Pierce still relishes the memories of how Rayburn would go out of his way to help his racing career.
“I drove a beer truck (as a full-time job) for 10 years, 1980 to 1990,” Pierce said. “Remember, ’82 was when I got my first Rayburn car, and he knew I drove a beer truck. Well, if he thought I needed to drive someone else’s car besides my own, because my stuff wasn’t that good, he would call the beer place I worked for and say, ‘Where’s Pierce at? Can you get ahold of him? I gotta talk to him.’ They’d call taverns where I was stopping at and tell them, ‘Have him call Rayburn right now.’ So I call Rayburn when I get the message and I say, ‘What’s up Rayburn?’ He says, “I got you a ride for the North-South,’ or, ‘I got you a ride at Pennsboro,’ or, ‘I got you a ride at Brownstown.’ ”
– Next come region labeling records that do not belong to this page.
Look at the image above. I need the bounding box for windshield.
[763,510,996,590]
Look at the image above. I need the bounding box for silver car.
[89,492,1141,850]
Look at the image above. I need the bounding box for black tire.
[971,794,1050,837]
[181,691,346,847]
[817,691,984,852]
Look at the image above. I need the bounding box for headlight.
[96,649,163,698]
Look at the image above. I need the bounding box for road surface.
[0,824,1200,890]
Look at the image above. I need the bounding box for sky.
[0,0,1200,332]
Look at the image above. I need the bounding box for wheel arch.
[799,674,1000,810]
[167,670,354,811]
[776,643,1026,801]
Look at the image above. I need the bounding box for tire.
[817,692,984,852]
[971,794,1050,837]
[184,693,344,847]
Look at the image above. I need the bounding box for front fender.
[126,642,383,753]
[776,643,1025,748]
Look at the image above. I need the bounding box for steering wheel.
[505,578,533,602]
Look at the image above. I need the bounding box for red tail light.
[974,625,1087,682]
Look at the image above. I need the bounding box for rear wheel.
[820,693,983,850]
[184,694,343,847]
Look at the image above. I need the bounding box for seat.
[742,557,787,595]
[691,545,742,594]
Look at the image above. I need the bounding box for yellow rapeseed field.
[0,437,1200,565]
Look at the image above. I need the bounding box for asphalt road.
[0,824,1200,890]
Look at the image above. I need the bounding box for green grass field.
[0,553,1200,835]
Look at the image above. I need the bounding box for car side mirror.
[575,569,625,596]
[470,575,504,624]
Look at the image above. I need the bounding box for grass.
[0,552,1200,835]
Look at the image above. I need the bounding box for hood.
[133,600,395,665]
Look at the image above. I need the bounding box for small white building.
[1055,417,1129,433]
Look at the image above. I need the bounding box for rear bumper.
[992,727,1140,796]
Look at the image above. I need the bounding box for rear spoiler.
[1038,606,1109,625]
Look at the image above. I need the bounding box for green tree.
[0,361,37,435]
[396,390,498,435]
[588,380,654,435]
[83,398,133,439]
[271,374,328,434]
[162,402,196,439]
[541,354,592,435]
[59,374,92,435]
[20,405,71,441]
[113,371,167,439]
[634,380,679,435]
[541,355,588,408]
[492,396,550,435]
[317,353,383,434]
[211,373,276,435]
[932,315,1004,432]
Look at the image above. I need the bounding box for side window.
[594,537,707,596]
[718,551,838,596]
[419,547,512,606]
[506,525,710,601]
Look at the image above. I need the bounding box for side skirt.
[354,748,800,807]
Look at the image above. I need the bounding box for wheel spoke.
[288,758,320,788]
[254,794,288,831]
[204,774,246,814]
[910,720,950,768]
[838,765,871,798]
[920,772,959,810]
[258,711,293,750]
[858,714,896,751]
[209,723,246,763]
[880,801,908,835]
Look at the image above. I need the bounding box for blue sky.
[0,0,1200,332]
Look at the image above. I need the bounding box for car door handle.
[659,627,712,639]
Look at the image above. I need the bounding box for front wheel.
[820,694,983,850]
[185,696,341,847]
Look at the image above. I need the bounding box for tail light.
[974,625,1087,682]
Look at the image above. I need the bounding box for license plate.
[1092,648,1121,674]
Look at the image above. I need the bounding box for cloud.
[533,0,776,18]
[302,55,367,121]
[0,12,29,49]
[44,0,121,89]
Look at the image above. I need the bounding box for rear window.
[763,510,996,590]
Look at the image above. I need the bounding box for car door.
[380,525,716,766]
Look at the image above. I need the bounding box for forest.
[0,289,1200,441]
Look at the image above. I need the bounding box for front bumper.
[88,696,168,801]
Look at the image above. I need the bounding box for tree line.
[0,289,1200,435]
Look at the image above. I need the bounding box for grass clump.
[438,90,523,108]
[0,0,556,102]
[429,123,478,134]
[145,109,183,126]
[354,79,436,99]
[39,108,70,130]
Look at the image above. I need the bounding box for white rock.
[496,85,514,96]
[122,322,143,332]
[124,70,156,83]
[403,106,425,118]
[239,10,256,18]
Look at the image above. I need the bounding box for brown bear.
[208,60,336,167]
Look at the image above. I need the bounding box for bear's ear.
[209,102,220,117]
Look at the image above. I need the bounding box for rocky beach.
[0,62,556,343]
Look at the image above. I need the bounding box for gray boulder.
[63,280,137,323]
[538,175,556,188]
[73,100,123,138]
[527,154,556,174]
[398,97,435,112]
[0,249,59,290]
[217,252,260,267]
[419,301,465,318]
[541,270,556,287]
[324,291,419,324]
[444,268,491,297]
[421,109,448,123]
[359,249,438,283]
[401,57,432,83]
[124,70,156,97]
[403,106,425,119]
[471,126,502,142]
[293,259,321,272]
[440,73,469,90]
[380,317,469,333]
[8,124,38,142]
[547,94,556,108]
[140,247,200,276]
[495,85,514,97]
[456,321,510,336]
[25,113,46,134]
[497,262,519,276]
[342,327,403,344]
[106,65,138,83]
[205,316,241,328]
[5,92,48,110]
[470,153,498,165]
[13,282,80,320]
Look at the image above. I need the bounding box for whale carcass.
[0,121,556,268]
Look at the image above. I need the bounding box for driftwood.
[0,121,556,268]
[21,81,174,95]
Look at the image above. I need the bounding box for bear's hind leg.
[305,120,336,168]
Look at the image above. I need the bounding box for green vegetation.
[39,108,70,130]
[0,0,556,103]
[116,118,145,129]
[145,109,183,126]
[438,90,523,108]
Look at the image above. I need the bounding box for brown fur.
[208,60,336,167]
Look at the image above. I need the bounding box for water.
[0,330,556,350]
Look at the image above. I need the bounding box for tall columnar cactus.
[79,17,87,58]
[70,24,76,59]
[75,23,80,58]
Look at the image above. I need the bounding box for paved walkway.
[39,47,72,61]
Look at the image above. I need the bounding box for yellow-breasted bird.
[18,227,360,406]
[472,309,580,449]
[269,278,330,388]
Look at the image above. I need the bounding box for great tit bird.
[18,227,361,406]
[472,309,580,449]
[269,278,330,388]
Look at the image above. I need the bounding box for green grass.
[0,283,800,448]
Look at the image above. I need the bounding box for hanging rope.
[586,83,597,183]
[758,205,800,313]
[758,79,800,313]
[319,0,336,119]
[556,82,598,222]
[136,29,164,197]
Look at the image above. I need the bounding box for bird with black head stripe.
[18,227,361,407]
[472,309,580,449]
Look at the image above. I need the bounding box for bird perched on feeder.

Naturally, Pierce is upset that he won’t be able to attend Rayburn’s funeral services later this week because he will be in Vado, N.M., serving as crew chief for his son Bobby’s participation in the Wild West Shootout presented by O’Reilly Auto Parts.
“It hurts me. It’s not nice,” said Pierce, who entered the chassis-building business himself when he began constructing modifieds late in his driving career and then Late Models following his retirement from competition. “But he’ll know I miss him.”
Indeed, Rayburn had to realize how much Pierce appreciated him. Pierce made that clear ever time they crossed paths.
“When I got a chance to, I always gave him a hug and he’d go, ‘Oh, oh, oh,’ like he don’t expect to get a hug,” said Pierce, who last saw Rayburn during last July’s Summer Nationals event at Circle City Raceway in Indianapolis, Ind. “But I’d tell him, ‘We’re just that way buddy.’ I don’t know. It’s just different with him. You know, I wouldn’t walk up and hug (former Late Model chassis builder) Larry Shaw, although I drove for him and I respect him. I shake his hand. But Rayburn, I just hug him. It’s just that way. It just felt right.”